Кожа в один миг потеряла равномерный загар, обретенный благодаря пребыванию на солнце и залезанию на крыши герцогских домов — отражение в луже было бледным, как… Сравнение вслух наводить Мартен не стал бы, но звучало оно совершенно точно нецензурно.
С каждой минутой, детальнее рассматривая нового-себя, Мартен все больше убеждался в том, что особой радости ему труды артефакта точно не доставят.
Салатовые, противного цвета глаза, веснушки, россыпью лежавшие на носу, такие крупные, что их даже лужа эта отображает, не то что какое-нибудь зеркало, потрепанная одежда, которая как раз была бы к лицу кому-то победнее, а не рангорнскому принцу… Маскировка отличная, в этом никто не посмел бы заподозрить принца Мартена, но ему отчего-то от этого становилось не легче.
Белла тоже не сказать, что шибко обрадовалась новому отражению, но скривилась, по крайней мере, не так, как Мартен.
— Зато нас точно никто не узнает, — прошептала она. — И никто не выдаст твоему отцу, если он вдруг вздумает подать в розыск!
— И то правда, — согласился Мартен, хотя быть неузнанным такой ценой ему не сказать чтобы очень нравилось.
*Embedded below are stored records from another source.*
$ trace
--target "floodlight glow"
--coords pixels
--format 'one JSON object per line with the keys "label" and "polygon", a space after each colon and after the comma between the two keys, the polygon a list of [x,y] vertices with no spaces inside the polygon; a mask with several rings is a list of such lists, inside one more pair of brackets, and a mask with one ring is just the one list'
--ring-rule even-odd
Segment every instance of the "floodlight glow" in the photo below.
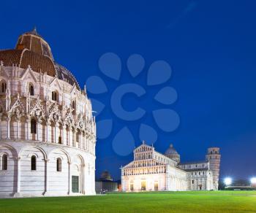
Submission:
{"label": "floodlight glow", "polygon": [[225,185],[230,185],[232,183],[232,179],[230,177],[226,177],[224,179],[224,183]]}
{"label": "floodlight glow", "polygon": [[256,184],[256,177],[252,177],[251,178],[251,183],[252,184]]}

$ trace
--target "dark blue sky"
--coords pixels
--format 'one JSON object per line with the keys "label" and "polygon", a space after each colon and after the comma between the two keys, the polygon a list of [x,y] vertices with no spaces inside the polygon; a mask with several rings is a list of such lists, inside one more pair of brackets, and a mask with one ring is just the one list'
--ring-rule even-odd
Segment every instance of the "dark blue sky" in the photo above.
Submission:
{"label": "dark blue sky", "polygon": [[[140,54],[146,69],[165,60],[173,69],[165,85],[178,95],[170,109],[181,125],[170,133],[156,128],[156,149],[165,152],[172,142],[187,161],[204,159],[207,147],[219,146],[222,177],[247,178],[256,175],[255,7],[254,1],[1,1],[0,49],[12,48],[20,34],[36,26],[56,61],[82,87],[91,75],[102,77],[98,61],[105,53],[116,53],[124,64],[131,54]],[[125,67],[123,73],[118,84],[131,80]],[[108,97],[99,99],[109,105]],[[151,108],[151,97],[136,104]],[[127,104],[128,109],[132,106]],[[97,143],[97,174],[108,169],[119,179],[118,167],[132,156],[113,152],[111,141],[124,123],[108,109],[97,120],[110,117],[114,129]]]}

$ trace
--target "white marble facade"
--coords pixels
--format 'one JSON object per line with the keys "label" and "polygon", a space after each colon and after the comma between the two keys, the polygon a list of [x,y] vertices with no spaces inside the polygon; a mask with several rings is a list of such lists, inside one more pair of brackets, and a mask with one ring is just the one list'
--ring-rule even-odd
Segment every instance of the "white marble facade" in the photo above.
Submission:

Он бы, впрочем, заявил Белле и что-нибудь еще, например, про то, что она могла бы придумать ему облик получше, хотя бы не такой тошнотворный, но не успел произнести ни единого слова — шум за углом превысил все возможные границы, и принц наконец-то вспомнил о том, для чего он вообще сюда бежал, почему пришлось пользоваться такой отвратительной иллюзией, куда их занесло и куда подевался Акрен.
Невнимательность — еще одно его проклятье! Ну вот как можно стать нормальным королем, если он не способен держать нужные мысли в голове?! Если в сознании сплошной бардак, какой же хаос будет твориться в самой стране?
Мартен бы озвучил и эти свои опасения, но вовремя понял — сейчас уж точно не время для его нытья. Вместо того, чтобы в очередной раз корить себя за глупость, он бросился на источник шума…
И остановился в нескольких сантиметрах от потрескивающей и выбрасывающей во все стороны искры магической стены.
Акрен был там, внутри. У его ног лежал тот самый кричавший незнакомец. Мартен почему-то понял это сразу, даже не пришлось задаваться лишними вопросами.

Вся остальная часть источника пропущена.